Mbongwana Star is a newly formed 7‐piece band from the Democratic Republic of Congo. Fifteen years ago Coco Ngambali and Theo Nzonza first formed a band, inspired by their love of Congolese rumba and its pantheon – Franco, Tabu Ley Rochereau and Pépé Kallé. That band, Staff Benda Bilili, made it big time: two major albums, a world tour and starring roles in the acclaimed film ‘Benda Bilili’. Inevitably, the big time hit right back. The band collapsed under the weight of its own success. But in the shanty-villages of Kinshasa, Africa’s third largest city, bands are recycled along with everything else.

Coco and Theo gathered up the necessary pars of a band from the younger generation, crammed them together and started belting out a shambles under the name Mbongwana Star; Mbongwana meaning change. Together with Liam Farrell, aka Doktor L, a maverick musician and producer from the Parisian hip-hop and electro scenes who produced Tony Allen’s “Black Voices, they found their punk influences.

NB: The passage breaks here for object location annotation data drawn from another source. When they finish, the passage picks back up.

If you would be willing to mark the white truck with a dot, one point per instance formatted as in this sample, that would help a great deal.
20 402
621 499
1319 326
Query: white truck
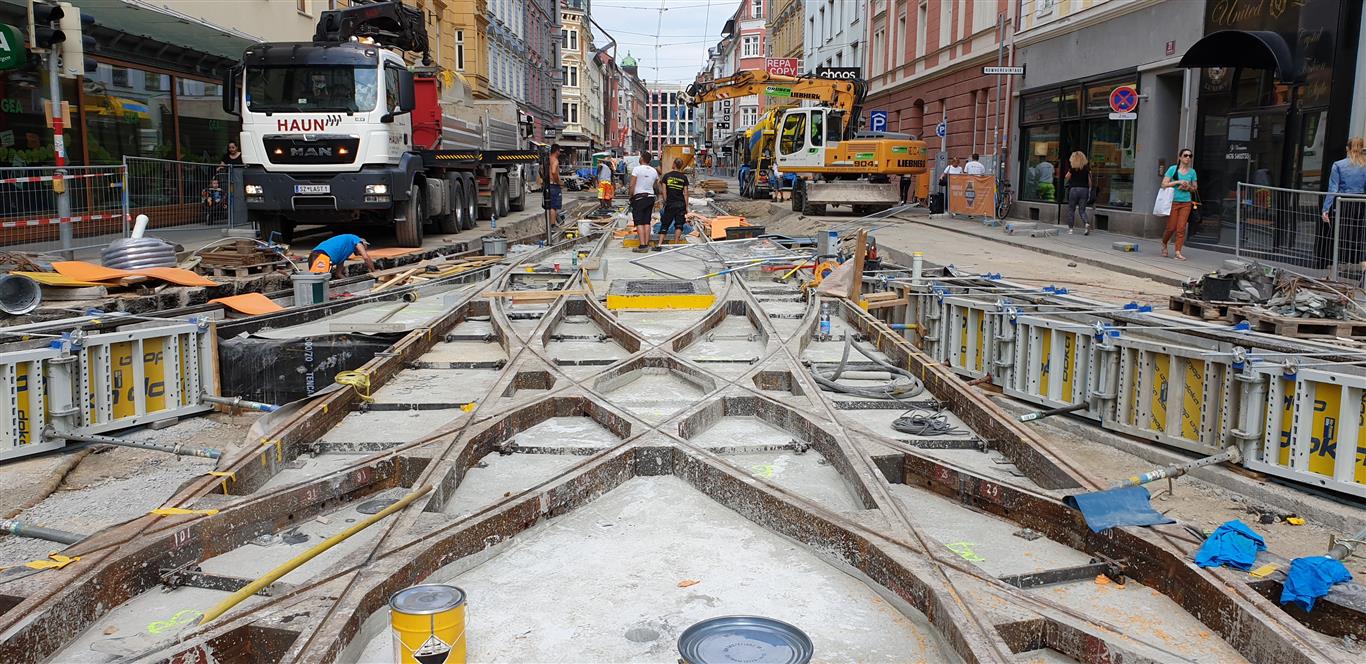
342 130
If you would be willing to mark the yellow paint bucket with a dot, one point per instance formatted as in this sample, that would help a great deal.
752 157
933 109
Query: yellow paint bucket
428 625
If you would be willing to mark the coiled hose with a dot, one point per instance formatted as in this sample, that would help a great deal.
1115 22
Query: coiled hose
903 385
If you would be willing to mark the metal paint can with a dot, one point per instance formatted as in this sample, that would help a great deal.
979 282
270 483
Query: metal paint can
745 638
428 625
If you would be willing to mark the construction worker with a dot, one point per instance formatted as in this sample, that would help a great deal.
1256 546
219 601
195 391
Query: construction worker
605 189
332 253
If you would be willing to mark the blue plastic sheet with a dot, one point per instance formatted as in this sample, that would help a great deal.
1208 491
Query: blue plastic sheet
1310 578
1234 544
1104 510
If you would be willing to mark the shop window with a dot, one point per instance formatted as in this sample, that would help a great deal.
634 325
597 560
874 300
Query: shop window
1041 160
205 130
25 137
129 120
1038 108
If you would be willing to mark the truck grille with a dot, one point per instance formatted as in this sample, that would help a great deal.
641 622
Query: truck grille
320 150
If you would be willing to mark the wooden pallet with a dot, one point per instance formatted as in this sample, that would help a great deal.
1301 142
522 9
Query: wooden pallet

The music that Coco and Theo played to Doctor L was vigorous -­ a heedless mass assault of percussion, guitars and voices on the edge of tearing itself apart with its own momentum.
Some form of collaboration seemed inevitable. The result became a fusion (“too smooth and seamless a word for this angular hodgepodge”, according to The Guardian) of traditional Congolese rhythms with a big fistful of European post-punk bass and busted electronics. “Afrobeat with a solid steel casing”, says Fact Magazine.

So this isn’t what you would expect from a Congolese band or even an African sound. Like the weird Congo Astronaut that haunts the first video ‘Malukayi (feat. Konono No.1)’, Mbongwana
Star is a naturally occurring, smashed-together combination of things that’s both unexpected and somehow inevitable.